When we left the office, I had to have a large sweet tea to celebrate. Andrew and I are cutting out Char-Grill and soft drinks for Lent (this may or may not be a stronger test to our marriage than the NICU, but I know we will be stronger…and much healthier for it!) but I just needed a sweet tea. The girls and I decided to swing into Chick-fil-A to see Daddy at work after our big visit at the pediatrician! I am really excited about the day we get to finally venture inside, but for now the curbside service is perfectly suitable.

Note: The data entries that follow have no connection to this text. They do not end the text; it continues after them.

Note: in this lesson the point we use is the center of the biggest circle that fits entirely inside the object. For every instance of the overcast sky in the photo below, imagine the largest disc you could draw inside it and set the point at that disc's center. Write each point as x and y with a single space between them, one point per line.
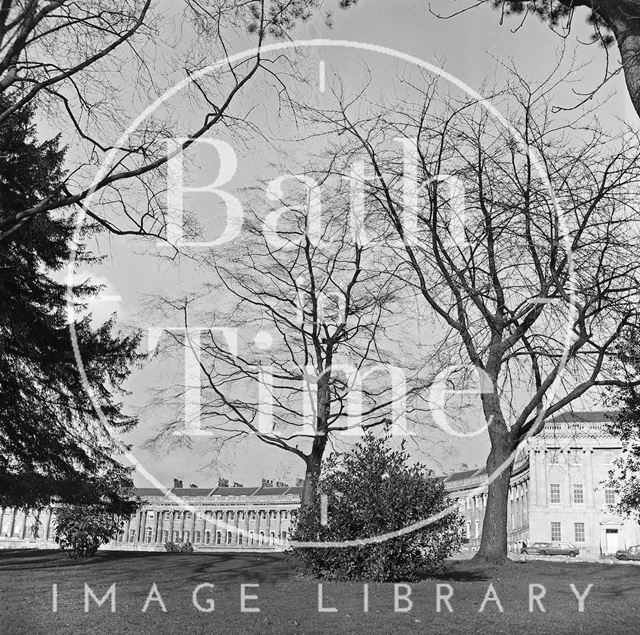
472 47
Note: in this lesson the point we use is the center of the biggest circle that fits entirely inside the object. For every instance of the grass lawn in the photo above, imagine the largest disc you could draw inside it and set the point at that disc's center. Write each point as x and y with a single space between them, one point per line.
288 603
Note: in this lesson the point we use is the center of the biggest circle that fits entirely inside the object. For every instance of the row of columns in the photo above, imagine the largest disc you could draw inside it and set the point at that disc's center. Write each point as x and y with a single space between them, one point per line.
204 521
11 517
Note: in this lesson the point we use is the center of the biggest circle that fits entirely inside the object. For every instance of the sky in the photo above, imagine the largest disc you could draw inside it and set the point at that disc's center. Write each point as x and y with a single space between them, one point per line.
472 47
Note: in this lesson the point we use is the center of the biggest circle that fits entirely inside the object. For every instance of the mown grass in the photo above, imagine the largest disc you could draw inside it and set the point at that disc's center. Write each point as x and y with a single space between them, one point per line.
288 602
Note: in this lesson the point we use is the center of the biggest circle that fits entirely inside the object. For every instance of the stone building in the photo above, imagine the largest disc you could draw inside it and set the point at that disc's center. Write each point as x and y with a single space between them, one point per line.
557 489
557 492
210 518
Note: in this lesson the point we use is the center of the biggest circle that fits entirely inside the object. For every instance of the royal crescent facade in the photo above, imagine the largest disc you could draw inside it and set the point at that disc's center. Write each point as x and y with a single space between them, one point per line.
557 492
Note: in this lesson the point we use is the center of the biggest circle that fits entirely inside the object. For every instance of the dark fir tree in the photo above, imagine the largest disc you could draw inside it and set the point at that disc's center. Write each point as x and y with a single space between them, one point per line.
53 446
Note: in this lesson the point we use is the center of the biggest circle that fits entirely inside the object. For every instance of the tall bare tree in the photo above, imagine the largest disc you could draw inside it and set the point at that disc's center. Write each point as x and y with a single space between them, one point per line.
321 327
90 67
524 247
612 21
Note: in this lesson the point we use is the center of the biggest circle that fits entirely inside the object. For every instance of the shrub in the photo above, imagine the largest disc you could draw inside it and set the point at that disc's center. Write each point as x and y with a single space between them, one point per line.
81 529
373 490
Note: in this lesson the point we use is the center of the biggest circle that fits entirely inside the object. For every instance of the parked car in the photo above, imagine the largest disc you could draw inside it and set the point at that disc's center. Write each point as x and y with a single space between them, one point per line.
552 549
632 553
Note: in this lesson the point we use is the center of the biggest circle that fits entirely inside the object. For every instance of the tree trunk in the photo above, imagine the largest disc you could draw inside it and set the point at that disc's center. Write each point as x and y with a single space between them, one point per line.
312 472
624 19
493 545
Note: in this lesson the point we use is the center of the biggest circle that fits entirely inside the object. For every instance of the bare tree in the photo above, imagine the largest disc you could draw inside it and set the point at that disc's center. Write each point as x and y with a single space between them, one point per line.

Our day seemed to be shaping up pretty nicely despite the shaky way that it all started! And, by the end of the day I got two free cases of formula from Enfamil (this is huge!), Andrew’s store provided supper for us tonight, and I found out I won Melanie Shankle’s aka ‘Big Mama’ her Marriage in Six Words contest! (I may or may not have jumped on the furniture like a child and almost fell through our screen glass door out of excitement… I have never won something like this before!) Talk about a GREAT DAY!
While all of the above definitely added a few extra peps in my steps, what I am able to do every day and night is the absolute best part.
(This is Amelia) I love night time with the girls. I love seeing their different facial expressions at bath time and when we are getting ready for bed. This is my favorite part of the day. Tonight, I dressed them in gowns and I sat them on the couch in their favorite mumbo pillows. I read to them one of my childhood favorites, I’ll Love You For Always. As I was reading to them, my conversation with the other mother in the pediatrician’s office this morning came back to my mind. Each day does present its new challenges as a mother, especially being a mother to twins. I do realize that these challenges will only get harder and harder as the years go by. Although, as their mother, I will rise to these challenges and seek the Lord’s guidance and discernment. A simple challenge now is how to address the day at 2 am… then 6 am…you get the picture. While I do need sleep to be able to function, I don’t want to spend these days only longing for the days that I will be able to sleep in without someone crying in the baby monitor.
(This is Leah) Because the truth of the matter is this: that cry is for me. They need me, and quite frankly… I need them. Sometimes I forget that I am only 22 years old. I still have a lot to learn, and I believe the two miracles that God placed before me are His vessels that He is going to use to teach me. All of the challenges and the moments that could definitely be a part of a circus routine, far out weigh the moments we see double the smiles. Time is going to go by really fast. Time is already going by really fast. While these days may run on little sleep and dry-shampooed hair, I will embrace them. They are my daughters, and I will love them forever. I will like them for always. As long as I’m living, my babies they will be.
No matter what stage of life you are in, don’t let the days slip out from under you. Each day has something good to offer… it may be as simple as that extra five minutes of sleep.